Friday, October 18, 2019

The Last Resort 2018


     Andy Sweet and Gary Monroe traveled to Miami Beach and took photographs between 1976 and 1986.  They realized that this was a particularly unique community and it would not always be this way.  They began taking pictures of the Jewish retirees living in the area.  The rents were cheap, the climate was warm and there were many things to do.  The hotels had events for the people to attend with food, dancing and just meeting other people like themselves.  Many of the people sat in their lawn chairs on the grass and talked.  Others went out the beach for sun tanning and swimming.
     Andy and Gary snapped pictures of the people as they were.  They wanted everything natural and not with posed images.  They were right about times changing later.  The hotels were deteriorating and people didn’t want to live there anymore.  Many refugees came into the community from the 1980 Mariel boat lift and that brought a lot of crime and drug trafficking.  Cocaine wars and riots.  This situation left the elderly residents isolated, lonely and fearful.  When the hotels were renovated and everything became Art Deco the rents were not affordable anymore.  4* (I really liked this movie)      
        
70 min, Doc directed by Dennis Scholl and Kareem Tabsch with Edna Buchanan, Susan Gladstone, Stan Hughes, Mitchell Kaplan, Gary Monroe, Ellen Sweet Moss, Kelly Reichardt.

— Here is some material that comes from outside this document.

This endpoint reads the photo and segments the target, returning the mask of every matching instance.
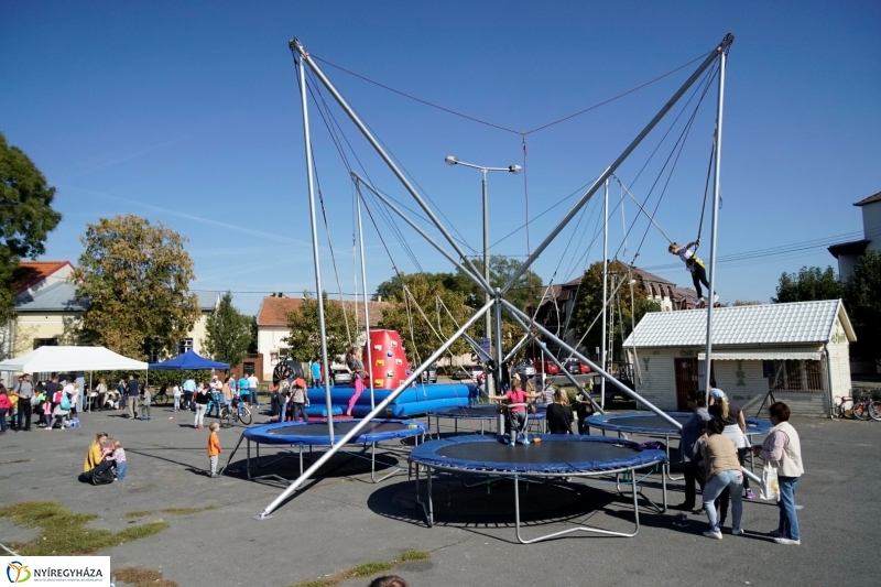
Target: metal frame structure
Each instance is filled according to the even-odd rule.
[[[305,150],[306,150],[306,174],[307,174],[307,187],[309,194],[309,209],[312,216],[312,230],[313,230],[313,257],[315,262],[315,280],[316,280],[316,291],[320,292],[320,264],[318,258],[318,246],[317,246],[317,225],[315,220],[315,199],[314,199],[314,166],[312,161],[312,144],[309,138],[309,122],[308,122],[308,108],[307,108],[307,93],[306,93],[306,77],[305,77],[305,66],[308,66],[311,72],[314,76],[322,83],[322,85],[328,90],[330,96],[336,100],[339,107],[345,111],[345,113],[349,117],[351,122],[358,128],[365,139],[370,143],[377,154],[382,159],[382,161],[388,165],[389,170],[394,174],[394,176],[399,180],[401,185],[410,193],[416,204],[422,208],[423,213],[427,216],[429,221],[434,225],[434,227],[440,232],[444,239],[447,241],[449,247],[456,253],[456,258],[454,258],[450,253],[446,252],[442,247],[439,247],[434,240],[428,239],[428,242],[434,246],[438,251],[442,252],[447,259],[453,261],[456,267],[463,271],[463,273],[476,283],[483,292],[486,292],[490,301],[483,304],[472,316],[469,318],[446,343],[444,343],[437,351],[432,354],[432,356],[418,366],[416,369],[413,370],[413,373],[409,376],[383,402],[378,404],[361,422],[361,425],[366,424],[370,420],[379,416],[382,413],[382,410],[393,401],[404,389],[406,389],[413,381],[416,380],[429,365],[432,365],[443,352],[445,352],[449,346],[461,337],[465,331],[477,320],[477,318],[483,316],[489,309],[493,309],[494,314],[494,333],[492,338],[496,340],[502,340],[501,336],[501,316],[502,316],[502,308],[504,308],[509,314],[513,316],[519,316],[521,320],[525,325],[530,326],[530,329],[535,329],[541,331],[547,339],[555,341],[562,348],[566,348],[572,352],[574,357],[577,357],[585,361],[587,365],[590,365],[591,368],[603,378],[609,380],[612,384],[621,389],[626,394],[631,398],[634,398],[638,402],[645,405],[648,409],[652,410],[656,414],[664,417],[664,412],[659,407],[654,406],[639,394],[637,394],[633,390],[630,390],[626,385],[618,382],[614,378],[612,378],[609,373],[607,373],[603,369],[599,369],[595,366],[591,361],[589,361],[584,355],[577,352],[576,349],[572,348],[569,345],[566,345],[556,337],[554,334],[544,329],[541,325],[534,323],[532,318],[522,312],[520,312],[516,307],[512,306],[508,303],[502,296],[513,286],[514,283],[533,265],[536,259],[544,252],[544,250],[551,244],[551,242],[556,239],[558,233],[572,221],[573,218],[584,208],[585,205],[590,200],[594,194],[605,184],[606,180],[608,180],[616,170],[630,156],[630,154],[639,146],[639,144],[645,139],[645,137],[657,126],[657,123],[670,112],[670,110],[678,102],[678,100],[685,95],[685,93],[690,88],[698,78],[707,70],[710,65],[713,65],[716,59],[720,59],[720,83],[719,83],[719,99],[718,99],[718,111],[717,111],[717,124],[719,128],[719,132],[717,133],[717,164],[716,164],[716,181],[714,185],[714,214],[713,214],[713,221],[714,221],[714,230],[713,230],[713,243],[711,243],[711,251],[710,251],[710,262],[713,263],[716,259],[716,222],[717,222],[717,208],[718,208],[718,196],[719,196],[719,186],[720,186],[720,149],[719,142],[721,140],[721,106],[722,106],[722,97],[724,97],[724,77],[725,77],[725,56],[733,42],[733,35],[727,34],[722,41],[707,55],[707,57],[700,63],[700,65],[695,69],[695,72],[688,77],[688,79],[679,87],[678,90],[673,95],[673,97],[667,100],[664,106],[657,111],[657,113],[652,118],[652,120],[645,126],[645,128],[633,139],[630,144],[623,150],[623,152],[609,165],[606,171],[594,182],[594,184],[580,196],[578,202],[572,207],[572,209],[563,217],[563,219],[557,224],[557,226],[548,233],[548,236],[535,248],[535,250],[530,254],[526,261],[514,272],[514,274],[509,279],[508,283],[504,284],[502,287],[491,287],[487,280],[483,278],[481,272],[477,270],[474,263],[469,260],[468,256],[465,254],[463,249],[453,238],[453,236],[448,232],[448,230],[444,227],[440,220],[437,218],[435,213],[432,208],[425,203],[422,196],[416,192],[413,187],[411,182],[406,178],[404,173],[394,163],[392,157],[385,152],[383,146],[380,142],[373,137],[372,132],[368,129],[368,127],[361,121],[355,110],[349,106],[342,95],[337,90],[334,84],[327,78],[327,76],[322,72],[320,67],[315,63],[315,61],[309,56],[308,52],[305,50],[303,44],[293,39],[289,43],[291,48],[291,53],[294,57],[295,65],[300,73],[300,85],[301,85],[301,101],[302,101],[302,109],[303,109],[303,132],[304,132],[304,142],[305,142]],[[378,192],[378,191],[376,191]],[[400,214],[400,213],[399,213]],[[411,226],[414,226],[413,222],[409,222]],[[418,230],[421,235],[426,236],[424,231]],[[426,236],[427,237],[427,236]],[[715,263],[710,267],[710,280],[715,278]],[[713,289],[714,282],[710,281],[710,289]],[[320,338],[322,338],[322,352],[325,360],[325,365],[329,365],[327,362],[327,344],[326,344],[326,331],[324,328],[324,308],[322,304],[322,298],[318,296],[318,304],[319,304],[319,327],[320,327]],[[711,334],[710,328],[710,319],[711,313],[707,315],[708,319],[708,344],[707,344],[707,360],[710,359],[710,340],[709,334]],[[498,369],[502,366],[502,345],[497,344],[494,348],[494,359],[496,359],[496,369],[498,376]],[[497,377],[497,380],[499,378]],[[329,385],[326,384],[325,387],[325,394],[328,403],[328,412],[330,412],[330,390]],[[677,427],[679,424],[675,421],[672,421]],[[275,510],[284,500],[294,491],[296,491],[303,482],[305,482],[327,459],[333,456],[334,453],[339,450],[345,444],[354,436],[359,433],[360,428],[356,426],[352,428],[348,434],[346,434],[339,441],[335,441],[334,438],[334,424],[333,418],[328,417],[328,437],[334,443],[333,447],[316,463],[314,463],[303,475],[300,476],[291,486],[289,486],[282,494],[280,494],[275,500],[273,500],[267,508],[255,517],[258,520],[263,520],[270,517],[271,512]]]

Note:  Imdb 7.3 out of 10, Rotten Tomatoes, 91% critic 83% audience, indiewire.com B+ Jude Dry, filmthreat.com 9 out of 10 glasses of fresh-squeezed orange juice Paul Parcellin, Amazon 4* out of 5* with 7 reviews, Letterboxd average 3.3* out of 5*
Special Note:  Filmed in Miami, Florida.  Interviews are with Susan Gladstone, Director of the Jewish Museum of Florida, Kelly Reichardt, she grew up in South Beach and Edna Buchanan, a crime novelist who grew up in Miami Beach where covered crime for Miami newspapers.  Ellen Sweet Moss is the sister of Andy Sweet.